I have three types of material in this batch.

1. The intact cores shown in the pictures. They seem to have little or no silver in them.

2. about 10 lbs of rust colored powder that looks like the same material as the cores but all broken up into powder with a few small chunks. about 5lbs. of this yielded 9.8 oz of metallic silver.

3. I have about 30 lbs of wet black muck with a few firm chunks. I have not run any of this yet.

From what you said I am thinking the black muck may have the highest yield. I am assuming the same procedure? 
Can I dry it by slow roasting in the crucible then turn up the heat once it is dry? Or does it need to be dried first then melted?


----------



## goldsilverpro (May 2, 2009)

I would definitely dry the wet material before putting it in the crucible. It is touchy and generally unsafe to put wet material in a crucible and heat it. I have done it but I've had a few mishaps, usually when I was rushing things - take your time and do it safely. 

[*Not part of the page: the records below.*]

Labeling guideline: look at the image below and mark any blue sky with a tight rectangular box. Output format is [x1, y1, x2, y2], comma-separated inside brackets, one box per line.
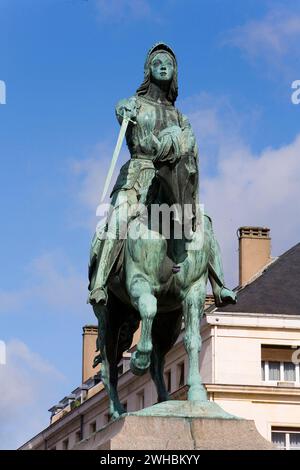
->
[0, 0, 300, 449]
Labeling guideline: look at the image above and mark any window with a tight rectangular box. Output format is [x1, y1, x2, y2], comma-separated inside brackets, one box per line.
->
[177, 362, 185, 388]
[117, 363, 124, 376]
[62, 439, 69, 450]
[89, 421, 96, 434]
[269, 361, 280, 381]
[122, 401, 127, 412]
[284, 362, 296, 382]
[272, 431, 285, 449]
[165, 370, 172, 392]
[75, 430, 81, 443]
[137, 391, 145, 409]
[123, 356, 131, 373]
[261, 345, 300, 384]
[261, 361, 266, 381]
[272, 428, 300, 450]
[290, 434, 300, 450]
[261, 361, 299, 384]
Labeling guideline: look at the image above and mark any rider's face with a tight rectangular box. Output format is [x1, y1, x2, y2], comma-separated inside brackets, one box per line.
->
[150, 52, 174, 83]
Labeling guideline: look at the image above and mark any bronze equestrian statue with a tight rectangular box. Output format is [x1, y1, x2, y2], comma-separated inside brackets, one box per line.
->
[88, 43, 236, 418]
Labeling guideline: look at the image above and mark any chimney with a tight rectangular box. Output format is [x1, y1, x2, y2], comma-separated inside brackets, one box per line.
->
[238, 227, 271, 286]
[82, 325, 98, 383]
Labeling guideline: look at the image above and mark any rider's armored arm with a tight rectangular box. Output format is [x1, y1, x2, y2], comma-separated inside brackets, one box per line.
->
[115, 96, 162, 158]
[179, 113, 198, 159]
[115, 96, 137, 125]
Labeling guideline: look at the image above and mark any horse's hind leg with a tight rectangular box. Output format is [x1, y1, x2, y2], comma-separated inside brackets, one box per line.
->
[150, 348, 169, 403]
[129, 276, 157, 376]
[183, 279, 207, 401]
[150, 310, 183, 403]
[107, 360, 125, 418]
[93, 303, 124, 419]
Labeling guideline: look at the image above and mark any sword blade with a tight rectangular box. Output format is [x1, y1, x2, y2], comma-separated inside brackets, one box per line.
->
[101, 116, 130, 202]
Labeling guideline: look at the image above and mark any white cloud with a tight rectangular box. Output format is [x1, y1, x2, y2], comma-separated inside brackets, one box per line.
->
[180, 93, 250, 168]
[70, 142, 129, 230]
[223, 8, 300, 76]
[183, 94, 300, 288]
[0, 340, 65, 449]
[0, 251, 87, 315]
[204, 134, 300, 287]
[72, 142, 114, 211]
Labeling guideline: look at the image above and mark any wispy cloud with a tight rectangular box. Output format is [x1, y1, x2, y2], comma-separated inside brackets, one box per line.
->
[0, 251, 87, 315]
[72, 142, 113, 211]
[70, 142, 129, 230]
[0, 340, 65, 449]
[223, 8, 300, 77]
[183, 93, 300, 287]
[181, 93, 255, 170]
[204, 133, 300, 287]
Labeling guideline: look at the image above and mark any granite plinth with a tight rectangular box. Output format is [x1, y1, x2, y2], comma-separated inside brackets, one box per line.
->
[73, 401, 274, 450]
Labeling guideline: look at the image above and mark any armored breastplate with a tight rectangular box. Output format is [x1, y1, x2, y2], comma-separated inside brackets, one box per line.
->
[126, 96, 181, 159]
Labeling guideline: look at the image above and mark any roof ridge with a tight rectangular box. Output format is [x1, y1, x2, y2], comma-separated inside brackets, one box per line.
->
[275, 241, 300, 260]
[238, 241, 300, 294]
[216, 240, 300, 315]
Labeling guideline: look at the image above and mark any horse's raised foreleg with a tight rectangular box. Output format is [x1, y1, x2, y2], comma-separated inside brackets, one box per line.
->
[183, 280, 207, 401]
[129, 277, 157, 376]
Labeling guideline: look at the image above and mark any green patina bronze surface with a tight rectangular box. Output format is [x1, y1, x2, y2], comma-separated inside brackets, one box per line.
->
[127, 400, 240, 420]
[88, 43, 237, 419]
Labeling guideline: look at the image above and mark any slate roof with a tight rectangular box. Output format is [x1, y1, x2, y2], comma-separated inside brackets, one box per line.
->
[217, 243, 300, 316]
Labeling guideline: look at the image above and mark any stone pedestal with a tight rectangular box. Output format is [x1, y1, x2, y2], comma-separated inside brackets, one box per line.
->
[73, 401, 274, 450]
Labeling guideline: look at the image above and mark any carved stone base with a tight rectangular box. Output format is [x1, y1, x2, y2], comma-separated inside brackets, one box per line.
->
[73, 401, 274, 450]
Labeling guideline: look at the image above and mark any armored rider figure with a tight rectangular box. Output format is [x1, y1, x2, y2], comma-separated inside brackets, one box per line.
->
[88, 43, 236, 307]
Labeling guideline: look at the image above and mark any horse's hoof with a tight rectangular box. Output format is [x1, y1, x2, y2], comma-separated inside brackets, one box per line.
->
[130, 360, 149, 376]
[110, 411, 121, 421]
[130, 352, 150, 376]
[110, 405, 126, 420]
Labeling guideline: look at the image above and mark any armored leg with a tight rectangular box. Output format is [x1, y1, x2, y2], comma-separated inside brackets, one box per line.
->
[89, 238, 116, 305]
[88, 193, 130, 305]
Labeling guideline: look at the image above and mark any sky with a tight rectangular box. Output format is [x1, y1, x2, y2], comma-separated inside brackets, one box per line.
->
[0, 0, 300, 449]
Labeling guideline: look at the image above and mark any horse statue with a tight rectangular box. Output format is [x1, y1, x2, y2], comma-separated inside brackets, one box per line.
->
[88, 43, 236, 419]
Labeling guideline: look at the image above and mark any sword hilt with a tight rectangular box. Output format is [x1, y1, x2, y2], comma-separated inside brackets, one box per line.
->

If the crucible is too cold, the liquid can quickly soak into the crucible. Then, when heated, the crucible can split. I did this once and ended up with two half-thick crucibles, one inside the other.

If the crucible is too hot, the wet material can spew out. I once had the ceiling above the furnace covered with silver.

Dry it first in a metal pan over a little heat. Maybe a SS tray sitting over the warm furnace.

After drying, the melting method outlined in your first post should work fine.

Iron slag is fairly viscous and you'll likely end up with Ag BBs hung up in the slag. We usually hung up about 4% of the Ag. When we accumulated about 25 tons of slag, we farmed it out to a company that had a giant reverberatory furnace. 

With many types of refining, it often is not profitable to try and get that last little bit.


----------



## Sylar (May 4, 2009)

Wouldn't it be easier to first dissolve the iron in dilute sulfuric acid, leaving the silver in metallic form?


----------



## goldsilverpro (May 4, 2009)

To me, drying and melting would be far simpler and faster than dissolving in acid.


----------



## Ignatz61 (May 5, 2009)

How long a soak does it need for the iron to react with the sulphur? I left it in the furnace for about 15 mins. once liquid with several steel rods soaking in it. When I poured into a cone mold I got very little silver but the layers went from a crusty, light (Non dense) brittle flux down to a dense almost silver colored metalic but brittle material. Is this silver that has nos yet converted or lost the sulphur? Would a longer melt have converted more silver?
I ran some of the black muck which I would think would be the richest in silver same results as above.


----------



## goldsilverpro (May 5, 2009)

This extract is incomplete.